— Поскольку очевидно, что вы не отстанете, я думаю, наши отношения должны носить чисто деловой характер.
— Договорились, училка. Чисто деловой. — Они проехали несколько миль, прежде чем он снова заговорил. На этот раз серьезным тоном. — В одном вы, может быть, правы. Вы — первый клиент, которого я хотел бы заполучить в свою постель. То, что вы являетесь моим клиентом, не может мне помешать, но, если я буду спать с вами, это отразится на моей объективности.
— Я не собираюсь спать с вами!
— Я тоже. Почему вы на меня кричите?
— Я не кричу. Просто я до смерти устала слушать про ваши сверхактивные сексуальные железы. — Уголком глаза она видела, что Николас открыл рот и тут же закрыл его. Мрачно посмотрев на нее, он затих. Рэйчел улыбалась всю дорогу до парка Эстес, где она повернула на юг, на Колорадо-Спрингс. Наконец-то последнее слово осталось за ней.

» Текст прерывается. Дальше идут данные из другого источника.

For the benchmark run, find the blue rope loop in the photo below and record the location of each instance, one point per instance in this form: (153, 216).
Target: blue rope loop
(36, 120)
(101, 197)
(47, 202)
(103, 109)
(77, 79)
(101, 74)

Прогулка по полицейскому участку заняла целую вечность, поскольку на каждом шагу кто-нибудь останавливал Николаса, чтобы поинтересоваться подробностями наезда и выразить сочувствие в связи с его увечьями. Рэйчел настороженно стояла позади, пока его приятели смеялись и шутили с ним. Наконец Николас вспомнил о ней и бесцеремонно представил ее. Теперь, когда наступил долгожданный момент, у нее сжимало желудок от приступов дурноты и черных мыслей.
Они повернули за угол и пошли по другому коридору.
— Мы никогда не доберемся, если вы не перестанете отвлекаться, — нетерпеливо сказал Николас.
— Я? Это не мне тут устроили торжественную встречу.
Он холодно посмотрел на нее.
— Обычно, когда я захожу проведать отца, мне просто машут рукой. Никого здесь не волнуют мои травмы. Это предлог, чтобы познакомиться с вами. Не знаю, зачем вы искупались в духах, прежде чем ехать сюда.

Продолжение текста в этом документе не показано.